A woman who obtained the services of a psychic on social media, to contact her dead mother so that she could find closure after her mother’s death, claimed millions from the psychic after the latter allegedly blackmailed her by threatening to divulge certain intimate details if she was not paid.
The plaintiff, only identified as KA, turned to the Pietermaritzburg High Court in a bid to retrieve the more than R5 million which she paid to the psychic over months. Her father also instituted a claim for R540 000. This is money that he paid over to his daughter in the belief that she was setting up a beauty shop and needed the money.
His daughter, without telling him at the time, used the money as part of the blackmail money to pay the psychic.
The latter, only identified as a Ms Govender, represented herself in her defence. She pitched at court on the first day of the trial and then vanished. She left the court saying she was ill, but attempts to locate her since, failed. She thus did not place her version before the court.
The plaintiff and her father meanwhile asked that she had to repay the various amounts – running into more than R5m – on the grounds of unjust enrichment.
The plaintiff told the court that she was not present when her mother died of a heart attack. She had a close relationship with her late mother and she regarded her as a friend and a confidant. She had no opportunity to bid farewell and her heart was broken when her mother died in 2017. She saw an advertisement by the defendant offering psychic services and responded to it. The advertisement described the defendant as being able to connect with the dead.
The defendant told the daughter that she was able to connect with the mother and that she could communicate with her. The daughter desperately wanted those services because she wanted closure.
As they both shared the Hindu religion, the daughter believed the defendant had supernatural powers, which enabled her to pray to a deity and connect with the dead. The defendant’s fees were loosely discussed.
The daughter was not present when the defendant communicated with her late mother. She received updates on these communications and she was thus very happy with the services.

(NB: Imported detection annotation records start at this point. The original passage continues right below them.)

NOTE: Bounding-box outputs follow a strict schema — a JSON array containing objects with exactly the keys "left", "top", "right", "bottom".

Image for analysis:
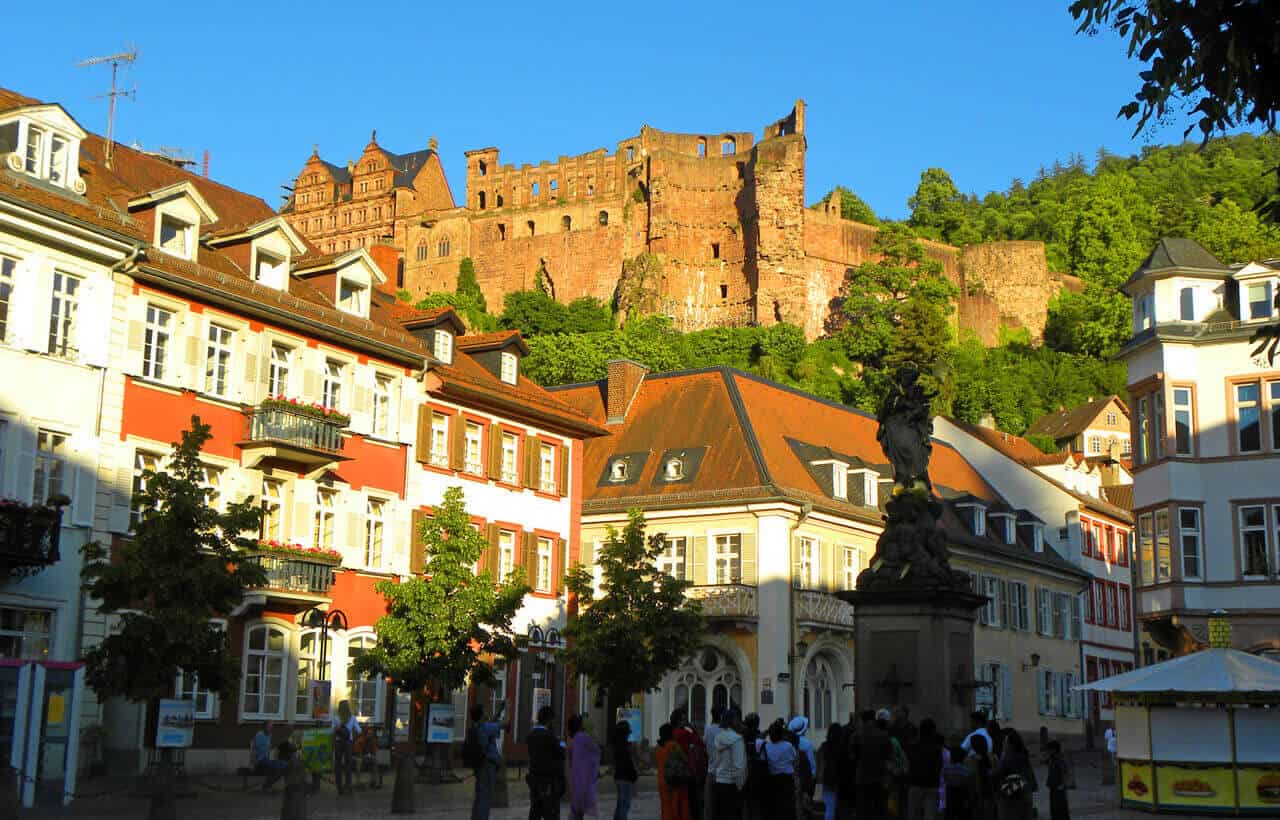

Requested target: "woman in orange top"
[{"left": 653, "top": 723, "right": 692, "bottom": 820}]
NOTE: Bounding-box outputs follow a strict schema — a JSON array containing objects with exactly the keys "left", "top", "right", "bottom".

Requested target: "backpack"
[{"left": 462, "top": 727, "right": 484, "bottom": 769}]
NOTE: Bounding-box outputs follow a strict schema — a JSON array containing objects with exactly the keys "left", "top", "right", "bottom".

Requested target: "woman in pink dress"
[{"left": 568, "top": 715, "right": 600, "bottom": 820}]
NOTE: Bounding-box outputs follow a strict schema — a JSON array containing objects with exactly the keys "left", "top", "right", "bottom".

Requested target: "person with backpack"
[
  {"left": 525, "top": 706, "right": 564, "bottom": 820},
  {"left": 671, "top": 709, "right": 707, "bottom": 820},
  {"left": 760, "top": 718, "right": 800, "bottom": 820},
  {"left": 992, "top": 729, "right": 1039, "bottom": 820},
  {"left": 333, "top": 701, "right": 360, "bottom": 794},
  {"left": 462, "top": 701, "right": 507, "bottom": 820}
]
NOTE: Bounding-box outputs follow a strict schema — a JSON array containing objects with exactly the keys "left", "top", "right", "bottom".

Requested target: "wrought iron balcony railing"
[
  {"left": 0, "top": 496, "right": 67, "bottom": 576},
  {"left": 248, "top": 406, "right": 346, "bottom": 455},
  {"left": 244, "top": 553, "right": 334, "bottom": 595}
]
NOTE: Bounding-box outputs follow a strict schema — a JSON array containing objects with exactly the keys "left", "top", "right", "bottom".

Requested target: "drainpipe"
[{"left": 778, "top": 501, "right": 813, "bottom": 720}]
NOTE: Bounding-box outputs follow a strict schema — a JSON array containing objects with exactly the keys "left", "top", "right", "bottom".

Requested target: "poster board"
[
  {"left": 1151, "top": 706, "right": 1231, "bottom": 762},
  {"left": 302, "top": 728, "right": 333, "bottom": 774},
  {"left": 426, "top": 704, "right": 453, "bottom": 743},
  {"left": 156, "top": 698, "right": 196, "bottom": 748}
]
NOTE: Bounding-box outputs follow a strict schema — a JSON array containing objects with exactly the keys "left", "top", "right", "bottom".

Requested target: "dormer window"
[
  {"left": 435, "top": 330, "right": 453, "bottom": 365},
  {"left": 157, "top": 214, "right": 195, "bottom": 260},
  {"left": 338, "top": 279, "right": 369, "bottom": 316},
  {"left": 502, "top": 352, "right": 520, "bottom": 384}
]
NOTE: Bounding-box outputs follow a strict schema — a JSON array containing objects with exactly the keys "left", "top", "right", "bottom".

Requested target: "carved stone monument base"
[{"left": 840, "top": 580, "right": 987, "bottom": 737}]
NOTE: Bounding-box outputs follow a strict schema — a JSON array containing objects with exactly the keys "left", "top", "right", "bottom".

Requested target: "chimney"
[{"left": 605, "top": 358, "right": 649, "bottom": 425}]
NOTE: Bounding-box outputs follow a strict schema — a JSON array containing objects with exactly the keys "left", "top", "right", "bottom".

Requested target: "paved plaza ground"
[{"left": 18, "top": 756, "right": 1228, "bottom": 820}]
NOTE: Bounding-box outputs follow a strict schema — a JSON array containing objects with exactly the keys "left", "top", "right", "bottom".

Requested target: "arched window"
[
  {"left": 804, "top": 655, "right": 836, "bottom": 732},
  {"left": 241, "top": 623, "right": 288, "bottom": 719},
  {"left": 663, "top": 646, "right": 742, "bottom": 734},
  {"left": 347, "top": 635, "right": 383, "bottom": 723}
]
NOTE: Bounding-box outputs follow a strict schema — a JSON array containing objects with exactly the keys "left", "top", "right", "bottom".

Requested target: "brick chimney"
[{"left": 604, "top": 358, "right": 649, "bottom": 425}]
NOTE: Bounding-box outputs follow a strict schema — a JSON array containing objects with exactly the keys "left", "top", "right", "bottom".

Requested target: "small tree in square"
[{"left": 563, "top": 509, "right": 705, "bottom": 719}]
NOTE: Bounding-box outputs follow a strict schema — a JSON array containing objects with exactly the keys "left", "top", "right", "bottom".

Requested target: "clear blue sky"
[{"left": 0, "top": 0, "right": 1208, "bottom": 217}]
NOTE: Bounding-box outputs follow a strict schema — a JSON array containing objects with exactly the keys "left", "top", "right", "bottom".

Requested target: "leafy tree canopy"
[
  {"left": 356, "top": 486, "right": 529, "bottom": 692},
  {"left": 564, "top": 510, "right": 705, "bottom": 704},
  {"left": 83, "top": 416, "right": 266, "bottom": 702}
]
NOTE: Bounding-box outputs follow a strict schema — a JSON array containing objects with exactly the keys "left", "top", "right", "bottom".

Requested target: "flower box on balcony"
[
  {"left": 255, "top": 541, "right": 342, "bottom": 564},
  {"left": 259, "top": 395, "right": 351, "bottom": 427}
]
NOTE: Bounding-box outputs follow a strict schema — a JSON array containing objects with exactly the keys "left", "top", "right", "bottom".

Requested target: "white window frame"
[
  {"left": 266, "top": 342, "right": 293, "bottom": 398},
  {"left": 707, "top": 532, "right": 742, "bottom": 585},
  {"left": 31, "top": 427, "right": 68, "bottom": 504},
  {"left": 239, "top": 620, "right": 291, "bottom": 720},
  {"left": 499, "top": 351, "right": 520, "bottom": 384},
  {"left": 428, "top": 411, "right": 449, "bottom": 467},
  {"left": 374, "top": 374, "right": 396, "bottom": 439},
  {"left": 320, "top": 358, "right": 347, "bottom": 411},
  {"left": 205, "top": 322, "right": 236, "bottom": 397},
  {"left": 365, "top": 495, "right": 388, "bottom": 569},
  {"left": 500, "top": 431, "right": 520, "bottom": 484},
  {"left": 311, "top": 487, "right": 338, "bottom": 550},
  {"left": 462, "top": 421, "right": 484, "bottom": 476},
  {"left": 534, "top": 536, "right": 554, "bottom": 592},
  {"left": 173, "top": 618, "right": 227, "bottom": 720}
]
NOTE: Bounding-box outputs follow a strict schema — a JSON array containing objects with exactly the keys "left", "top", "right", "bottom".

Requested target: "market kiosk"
[{"left": 1076, "top": 649, "right": 1280, "bottom": 816}]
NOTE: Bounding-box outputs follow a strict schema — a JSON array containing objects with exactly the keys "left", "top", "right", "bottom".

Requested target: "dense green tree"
[
  {"left": 564, "top": 510, "right": 705, "bottom": 715},
  {"left": 83, "top": 416, "right": 266, "bottom": 707},
  {"left": 355, "top": 486, "right": 529, "bottom": 695}
]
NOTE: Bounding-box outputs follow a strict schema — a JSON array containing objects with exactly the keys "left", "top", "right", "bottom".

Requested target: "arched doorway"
[
  {"left": 667, "top": 646, "right": 742, "bottom": 734},
  {"left": 803, "top": 652, "right": 840, "bottom": 732}
]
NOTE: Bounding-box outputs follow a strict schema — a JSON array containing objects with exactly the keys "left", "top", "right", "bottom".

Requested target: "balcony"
[
  {"left": 239, "top": 399, "right": 349, "bottom": 469},
  {"left": 244, "top": 553, "right": 335, "bottom": 600},
  {"left": 685, "top": 583, "right": 759, "bottom": 620},
  {"left": 0, "top": 496, "right": 68, "bottom": 578},
  {"left": 796, "top": 590, "right": 854, "bottom": 632}
]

But a few months down the line, the defendant started blackmailing her, she said. This started off with the defendant telling the daughter that there were people who wanted to harm her. She then demanded money from the daughter to “cast a spell on these people”.
The blackmailing allegedly continued, with the defendant apparently threatening to post intimate details and pictures of the daughter on social media.
The daughter testified that she had shared the most intimate details of her relationship with her boyfriend and other relationships that she was involved in with the defendant. She trusted the defendant and she went as far as sending the defendant her explicit photographs that she would have sent to her boyfriend.
She was afraid that the exposure of the information by the defendant was going to disgrace her conservative family, who were respected by society.
The daughter made several payments, of which proof of payments were handed to court. One of the payments was made to a car dealership, demanded by the defendant, which she made for the purchase of a Ford Mustang on behalf of the defendant.
Pictures were handed to court showing the defendant wearing pieces of jewellery and a pendant with a Krugerrand coin. The pendant belonged to the daughter and it previously belonged to her late grandmother.
The alleged blackmail transactions amounted to R4 992 778.61.
Under pressure from the defendant, the daughter said she was also forced into a situation where she had to lie to her father that she needed money in order to make payments for the beauty salon.
She later confessed everything to her brother and then approached her current attorneys in order to take action against the defendant.
A clinical psychologist testified that the daughter was emotionally vulnerable and she was trapped in a traumatic relationship in which she was forced to pay for services that she did not want or face physical harm or reputational damage.
The court concluded that there was no evidence which suggested that the payments made before October 2017 (when the psychic was said to contact the deceased) were improper and that they were induced by means of fraudulent misrepresentations and/or extortion.
However, the payments made afterwards point to extortion. The defendant was ordered to pay back nearly R5m to the daughter and R540 000 to the father. The court also ruled that a copy of the judgment had to be handed to the prosecuting authority for consideration of instituting possible criminal proceedings against the defendant.